After releasing the draft environmental impact report for review Oct. 2, county officials have held meetings to solicit comments. A similar meeting was held last week in Santa Barbara, while Tuesday's meeting was hosted at the Betteravia Government Center in Santa Maria.
The draft report details potential impacts of a proposed program that would regulate when, where and how cannabis could be cultivated, processed, manufactured, tested, distributed and sold, as well as who could be licensed to conduct the processes at the various stages.
County decision-makers will use the final EIR to make its decision about the future of the cannabis industry in Santa Barbara County.
The report identified 12 potential impacts of cannabis operation to the county, and those impacts then were put into two classes.
Class I impacts are significant and unavoidable effects on the environment and include impacts to agricultural resources, air quality, noise, and transportation and traffic.
“Even with mitigation, these impacts would likely remain significant,” Mindy Fogg, of the county’s Long Range Planning Division, said Tuesday about the Class I impacts.
Agricultural resources made it to the Class I list because of a concern about cannabis growers potentially impacting soil quality by choosing to construct and use large greenhouses.
“Our current clean air plan does not account for this type of industry,” Fogg said of why air quality made the most significant impact list.
Class II impacts are less significant with mitigation efforts, and include impacts to aesthetics and visual resources, along with agricultural, biological and cultural resources, hydrology and land use.
The impacts in Class II also include effects to utilities, population, employment and housing.
“We also looked at a range of different development standards to apply, such as setbacks from schools, permanent fencing and security, and ways to minimize nuisances, such as lighting order and noise,” Fogg said.
On Tuesday, the crowd gathered in Santa Maria had the opportunity to comment on the report.
Hunter Jameson told county planning officials they had missed some potential impacts to study.
“Two deficiencies the final EIR should take into account are the effects on law enforcement and medical care,” Jameson said.
According to Jameson, marijuana-related traffic deaths have significantly increased in the state of Colorado since it legalized cannabis cultivation and its use in 2013.
Robert Fedor, board member of the Cannabis Business Council of Santa Barbara County, disagreed with some of the draft's findings.
“Odor does not impact air quality.

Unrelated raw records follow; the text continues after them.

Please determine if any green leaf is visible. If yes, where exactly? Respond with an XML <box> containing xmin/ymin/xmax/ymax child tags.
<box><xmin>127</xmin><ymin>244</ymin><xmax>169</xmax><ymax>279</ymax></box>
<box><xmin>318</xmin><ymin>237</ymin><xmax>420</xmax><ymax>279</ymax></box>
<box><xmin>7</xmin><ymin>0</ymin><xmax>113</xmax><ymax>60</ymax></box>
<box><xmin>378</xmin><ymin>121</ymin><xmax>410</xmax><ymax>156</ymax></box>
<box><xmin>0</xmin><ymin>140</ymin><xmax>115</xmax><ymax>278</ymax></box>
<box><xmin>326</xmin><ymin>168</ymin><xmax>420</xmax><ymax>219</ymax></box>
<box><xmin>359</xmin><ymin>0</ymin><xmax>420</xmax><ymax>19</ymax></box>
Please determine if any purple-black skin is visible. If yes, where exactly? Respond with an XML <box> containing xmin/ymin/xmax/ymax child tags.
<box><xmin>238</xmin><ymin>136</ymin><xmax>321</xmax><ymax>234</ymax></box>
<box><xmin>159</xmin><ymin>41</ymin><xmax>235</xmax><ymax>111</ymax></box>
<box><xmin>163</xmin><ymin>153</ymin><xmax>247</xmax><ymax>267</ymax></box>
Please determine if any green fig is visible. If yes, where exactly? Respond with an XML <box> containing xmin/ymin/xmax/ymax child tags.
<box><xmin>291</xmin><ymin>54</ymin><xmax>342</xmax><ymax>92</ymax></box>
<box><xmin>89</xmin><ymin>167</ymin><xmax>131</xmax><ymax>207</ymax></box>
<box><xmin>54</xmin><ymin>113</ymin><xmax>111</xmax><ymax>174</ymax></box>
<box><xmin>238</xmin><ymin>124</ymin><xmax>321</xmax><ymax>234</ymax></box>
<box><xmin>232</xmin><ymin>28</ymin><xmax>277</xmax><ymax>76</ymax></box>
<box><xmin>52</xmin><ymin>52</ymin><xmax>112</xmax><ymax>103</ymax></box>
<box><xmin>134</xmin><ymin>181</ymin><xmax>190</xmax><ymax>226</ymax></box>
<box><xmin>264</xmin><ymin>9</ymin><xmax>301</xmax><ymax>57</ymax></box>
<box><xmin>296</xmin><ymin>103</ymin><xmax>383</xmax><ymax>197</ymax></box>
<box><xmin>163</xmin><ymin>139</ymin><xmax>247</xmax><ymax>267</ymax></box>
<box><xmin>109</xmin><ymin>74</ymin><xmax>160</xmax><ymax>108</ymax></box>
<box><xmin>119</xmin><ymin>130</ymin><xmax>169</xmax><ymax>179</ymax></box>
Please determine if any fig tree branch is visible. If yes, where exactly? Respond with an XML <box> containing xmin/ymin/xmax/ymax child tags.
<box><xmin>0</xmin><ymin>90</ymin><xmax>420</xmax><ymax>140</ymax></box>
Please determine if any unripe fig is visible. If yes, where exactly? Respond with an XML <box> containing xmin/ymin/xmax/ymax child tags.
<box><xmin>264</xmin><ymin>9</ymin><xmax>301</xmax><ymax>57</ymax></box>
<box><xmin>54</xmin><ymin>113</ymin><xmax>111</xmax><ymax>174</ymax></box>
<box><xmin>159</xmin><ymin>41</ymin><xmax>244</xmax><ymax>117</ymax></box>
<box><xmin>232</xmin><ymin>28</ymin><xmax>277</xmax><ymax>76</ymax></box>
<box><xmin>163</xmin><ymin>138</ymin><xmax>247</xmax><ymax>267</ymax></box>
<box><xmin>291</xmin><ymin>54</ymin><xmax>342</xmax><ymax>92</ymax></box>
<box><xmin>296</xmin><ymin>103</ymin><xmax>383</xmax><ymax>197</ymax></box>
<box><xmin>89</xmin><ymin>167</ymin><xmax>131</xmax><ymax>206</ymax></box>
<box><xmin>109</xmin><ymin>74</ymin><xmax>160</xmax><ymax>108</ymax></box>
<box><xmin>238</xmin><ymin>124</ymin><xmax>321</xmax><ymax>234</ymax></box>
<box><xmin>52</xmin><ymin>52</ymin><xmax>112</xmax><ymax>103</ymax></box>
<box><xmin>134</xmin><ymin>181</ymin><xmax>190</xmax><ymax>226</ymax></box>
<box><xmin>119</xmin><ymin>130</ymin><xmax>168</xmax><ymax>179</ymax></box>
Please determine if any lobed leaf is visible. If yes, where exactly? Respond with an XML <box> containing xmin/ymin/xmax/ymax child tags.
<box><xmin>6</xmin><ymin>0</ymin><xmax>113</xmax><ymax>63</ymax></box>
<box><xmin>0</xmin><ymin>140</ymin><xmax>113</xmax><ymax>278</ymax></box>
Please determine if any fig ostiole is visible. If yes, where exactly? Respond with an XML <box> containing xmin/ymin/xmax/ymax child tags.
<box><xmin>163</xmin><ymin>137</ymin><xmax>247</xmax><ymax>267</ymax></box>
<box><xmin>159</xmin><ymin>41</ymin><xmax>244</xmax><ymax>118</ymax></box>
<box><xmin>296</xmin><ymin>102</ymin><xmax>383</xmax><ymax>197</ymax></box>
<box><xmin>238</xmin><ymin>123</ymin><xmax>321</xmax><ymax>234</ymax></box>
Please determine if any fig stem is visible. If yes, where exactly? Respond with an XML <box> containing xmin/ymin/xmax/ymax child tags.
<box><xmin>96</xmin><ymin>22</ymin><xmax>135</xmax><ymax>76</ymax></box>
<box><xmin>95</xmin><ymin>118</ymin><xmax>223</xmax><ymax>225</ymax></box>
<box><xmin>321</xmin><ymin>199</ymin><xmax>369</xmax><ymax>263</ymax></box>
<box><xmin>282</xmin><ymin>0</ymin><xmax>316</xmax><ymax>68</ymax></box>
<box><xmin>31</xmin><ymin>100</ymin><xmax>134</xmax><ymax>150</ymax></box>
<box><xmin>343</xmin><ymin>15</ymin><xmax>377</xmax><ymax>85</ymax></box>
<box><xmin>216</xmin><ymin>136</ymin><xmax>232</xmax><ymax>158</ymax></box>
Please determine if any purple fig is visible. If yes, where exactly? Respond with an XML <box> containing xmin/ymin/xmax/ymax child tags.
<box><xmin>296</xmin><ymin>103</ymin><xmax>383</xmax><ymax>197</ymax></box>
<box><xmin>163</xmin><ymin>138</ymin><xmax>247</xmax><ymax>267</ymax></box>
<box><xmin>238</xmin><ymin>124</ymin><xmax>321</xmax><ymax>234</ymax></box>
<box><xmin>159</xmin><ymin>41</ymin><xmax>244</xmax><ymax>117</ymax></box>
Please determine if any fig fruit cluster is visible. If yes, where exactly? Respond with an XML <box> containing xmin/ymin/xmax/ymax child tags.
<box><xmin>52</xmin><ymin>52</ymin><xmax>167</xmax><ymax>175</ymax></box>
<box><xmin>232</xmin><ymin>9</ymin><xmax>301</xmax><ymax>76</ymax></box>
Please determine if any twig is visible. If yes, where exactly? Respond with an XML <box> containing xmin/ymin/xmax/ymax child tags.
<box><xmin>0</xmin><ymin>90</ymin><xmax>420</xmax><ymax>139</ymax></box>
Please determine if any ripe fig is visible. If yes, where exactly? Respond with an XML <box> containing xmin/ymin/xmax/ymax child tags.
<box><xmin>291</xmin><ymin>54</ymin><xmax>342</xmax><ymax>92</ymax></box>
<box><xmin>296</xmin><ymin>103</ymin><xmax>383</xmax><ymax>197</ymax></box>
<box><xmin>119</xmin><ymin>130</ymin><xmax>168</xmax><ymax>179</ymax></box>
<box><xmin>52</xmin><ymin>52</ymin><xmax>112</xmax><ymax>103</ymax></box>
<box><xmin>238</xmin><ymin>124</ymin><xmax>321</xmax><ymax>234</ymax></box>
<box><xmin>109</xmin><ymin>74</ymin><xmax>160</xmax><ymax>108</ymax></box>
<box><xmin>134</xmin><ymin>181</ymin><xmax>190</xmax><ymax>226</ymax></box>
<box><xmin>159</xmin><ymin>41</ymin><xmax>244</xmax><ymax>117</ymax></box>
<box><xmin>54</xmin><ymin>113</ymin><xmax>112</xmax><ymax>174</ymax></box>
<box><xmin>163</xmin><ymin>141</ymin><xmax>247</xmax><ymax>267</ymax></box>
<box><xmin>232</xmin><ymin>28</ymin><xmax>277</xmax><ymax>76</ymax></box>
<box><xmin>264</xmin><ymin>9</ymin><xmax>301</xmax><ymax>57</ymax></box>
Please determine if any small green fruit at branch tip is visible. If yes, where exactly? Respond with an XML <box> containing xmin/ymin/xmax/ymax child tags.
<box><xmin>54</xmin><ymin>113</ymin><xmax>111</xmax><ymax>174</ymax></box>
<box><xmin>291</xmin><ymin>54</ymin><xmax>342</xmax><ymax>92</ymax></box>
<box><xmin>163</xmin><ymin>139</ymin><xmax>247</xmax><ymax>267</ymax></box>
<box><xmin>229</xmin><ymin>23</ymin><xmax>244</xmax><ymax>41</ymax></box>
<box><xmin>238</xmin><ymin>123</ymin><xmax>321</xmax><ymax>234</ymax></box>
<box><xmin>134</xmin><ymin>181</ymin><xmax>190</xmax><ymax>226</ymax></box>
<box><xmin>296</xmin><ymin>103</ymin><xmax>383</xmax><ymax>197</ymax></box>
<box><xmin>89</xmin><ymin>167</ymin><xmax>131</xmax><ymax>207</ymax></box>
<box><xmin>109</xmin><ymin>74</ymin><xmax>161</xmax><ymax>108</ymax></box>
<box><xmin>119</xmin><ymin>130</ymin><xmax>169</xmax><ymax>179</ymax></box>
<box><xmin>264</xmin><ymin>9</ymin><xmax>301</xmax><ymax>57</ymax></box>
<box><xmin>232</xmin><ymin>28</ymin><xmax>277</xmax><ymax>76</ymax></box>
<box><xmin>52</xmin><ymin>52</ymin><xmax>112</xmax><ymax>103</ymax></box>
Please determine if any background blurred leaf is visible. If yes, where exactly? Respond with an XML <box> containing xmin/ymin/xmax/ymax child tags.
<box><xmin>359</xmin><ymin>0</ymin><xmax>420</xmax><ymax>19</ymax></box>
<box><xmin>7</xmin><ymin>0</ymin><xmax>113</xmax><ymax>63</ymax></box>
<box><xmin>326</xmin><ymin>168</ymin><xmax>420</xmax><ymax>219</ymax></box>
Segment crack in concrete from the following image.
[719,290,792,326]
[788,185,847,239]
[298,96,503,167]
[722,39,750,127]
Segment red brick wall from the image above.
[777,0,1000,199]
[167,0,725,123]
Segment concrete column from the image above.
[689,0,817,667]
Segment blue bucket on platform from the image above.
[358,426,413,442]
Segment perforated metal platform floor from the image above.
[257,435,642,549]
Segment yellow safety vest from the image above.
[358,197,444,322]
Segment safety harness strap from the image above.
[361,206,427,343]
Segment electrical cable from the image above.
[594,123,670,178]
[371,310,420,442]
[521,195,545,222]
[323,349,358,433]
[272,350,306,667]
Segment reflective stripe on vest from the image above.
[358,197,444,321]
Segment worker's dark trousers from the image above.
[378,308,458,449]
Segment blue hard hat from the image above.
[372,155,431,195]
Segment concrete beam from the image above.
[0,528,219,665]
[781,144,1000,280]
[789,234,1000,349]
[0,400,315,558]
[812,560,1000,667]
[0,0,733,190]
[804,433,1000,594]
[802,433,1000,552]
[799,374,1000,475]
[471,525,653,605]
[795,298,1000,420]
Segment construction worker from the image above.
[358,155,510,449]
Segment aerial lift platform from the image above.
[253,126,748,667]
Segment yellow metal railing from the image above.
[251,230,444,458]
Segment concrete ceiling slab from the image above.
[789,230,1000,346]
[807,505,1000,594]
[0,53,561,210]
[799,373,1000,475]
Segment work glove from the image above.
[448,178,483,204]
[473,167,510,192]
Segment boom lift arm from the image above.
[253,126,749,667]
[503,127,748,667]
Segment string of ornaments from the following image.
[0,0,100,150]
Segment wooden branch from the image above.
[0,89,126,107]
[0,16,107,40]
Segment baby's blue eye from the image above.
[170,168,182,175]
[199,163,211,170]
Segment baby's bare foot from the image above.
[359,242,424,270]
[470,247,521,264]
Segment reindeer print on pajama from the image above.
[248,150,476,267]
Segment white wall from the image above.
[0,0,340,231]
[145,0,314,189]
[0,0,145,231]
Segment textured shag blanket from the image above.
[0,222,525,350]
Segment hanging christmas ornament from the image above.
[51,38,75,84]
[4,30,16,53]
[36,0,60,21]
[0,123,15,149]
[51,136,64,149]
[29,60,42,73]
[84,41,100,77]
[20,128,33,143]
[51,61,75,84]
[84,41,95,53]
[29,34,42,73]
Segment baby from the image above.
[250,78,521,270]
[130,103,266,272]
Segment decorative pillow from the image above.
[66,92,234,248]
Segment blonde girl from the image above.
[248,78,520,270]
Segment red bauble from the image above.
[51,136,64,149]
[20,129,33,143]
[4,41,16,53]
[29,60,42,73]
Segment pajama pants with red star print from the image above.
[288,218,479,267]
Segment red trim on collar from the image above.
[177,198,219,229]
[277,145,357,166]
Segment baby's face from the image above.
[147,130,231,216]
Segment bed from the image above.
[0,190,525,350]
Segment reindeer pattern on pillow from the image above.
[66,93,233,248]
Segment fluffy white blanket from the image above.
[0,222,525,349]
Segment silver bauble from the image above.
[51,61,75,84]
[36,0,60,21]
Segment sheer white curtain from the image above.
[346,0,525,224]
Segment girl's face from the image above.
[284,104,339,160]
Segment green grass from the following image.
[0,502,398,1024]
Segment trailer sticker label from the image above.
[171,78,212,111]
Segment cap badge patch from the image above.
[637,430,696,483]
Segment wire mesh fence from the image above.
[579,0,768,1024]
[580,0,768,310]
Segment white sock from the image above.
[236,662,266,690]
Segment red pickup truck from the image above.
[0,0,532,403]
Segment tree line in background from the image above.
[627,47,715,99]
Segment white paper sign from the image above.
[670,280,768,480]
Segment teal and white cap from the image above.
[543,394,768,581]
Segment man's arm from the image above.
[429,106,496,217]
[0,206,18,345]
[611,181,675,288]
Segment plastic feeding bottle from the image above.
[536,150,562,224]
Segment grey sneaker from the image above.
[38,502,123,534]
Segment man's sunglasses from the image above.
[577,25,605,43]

Traffic impacts have been overestimated,” Fedor said. “The industry has a significant positive impact on jobs. Not everybody is in the black market.”
A common sight at meetings about the impact of cannabis to the unincorporated portions of the county is members of the Tepusquet Canyon Crisis Committee, with their purple visors.
Tepusquet Canyon residents regularly plead with county leaders to restrict cannabis cultivation in their region due to potential fire, road, water and safety impacts.
Dave Clary, Tepusquet resident and committee member, complete with copies of some of the maps included in the plan took issue on Tuesday evening with how Tepusquet is represented. Clary said the plan does not accurately show Tepusquet Canyon’s water and other resources.
He repeatedly told county officials and Tuesday’s meeting attendees, “we aren’t going anywhere.”
Anyone wishing to comment on the draft environmental impact report has until 5 p.m. Nov. 16.